Despite laudable education policy efforts to advance the educational rights of students with disabilities, multiply marginalized learners with disabilities continue to face significant inequities. Longstanding education injustices such as racial disparities in disability identification, placement and discipline have puzzled scholars, policymakers and educators for decades.

During this presentation, Dr. Tefera aims to share new insights into enduring challenges by centering the multidimensional lives of students with disabilities and their families. Drawing from a qualitative case study of a suburban school district grappling with racial disparities in special education, she will demonstrate how race-evasiveness embedded in education policies, complex historical and economic contexts, and racialized administrative burdens contribute to the district’s challenges.
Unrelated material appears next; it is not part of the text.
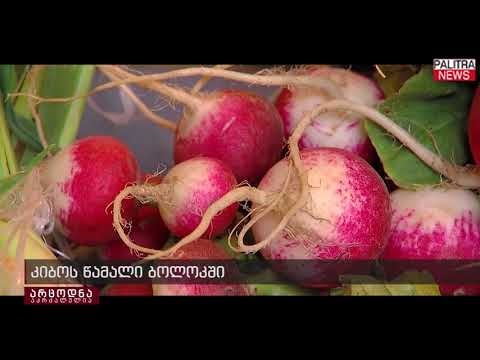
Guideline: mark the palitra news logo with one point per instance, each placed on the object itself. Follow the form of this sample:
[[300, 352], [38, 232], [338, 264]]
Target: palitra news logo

She will also outline the potential contributions of a critical disability education policy approach that attends to disability intersections to move toward more just education policies.

About the Speaker

Dr. Adai Tefera (she/her) is an assistant professor of special education at the University of Arizona’s College of Education. Her interdisciplinary scholarship examines how federal and state educational policies aimed at improving equity among students at the intersections of race, disability, language and other social categories are enacted, interrupted and resisted by students, families, educators and leaders.

Her most recent work explores how historical, sociocultural and spatial contexts mediate how education stakeholders respond to citations for racial disproportionality in the identification and discipline of learners with disabilities. Her work has been included in journals such as Review of Research in Education, Sociology of Education, Teachers College Record and Urban Education. She was also the recipient of the Early Career Award for Division G in 2021.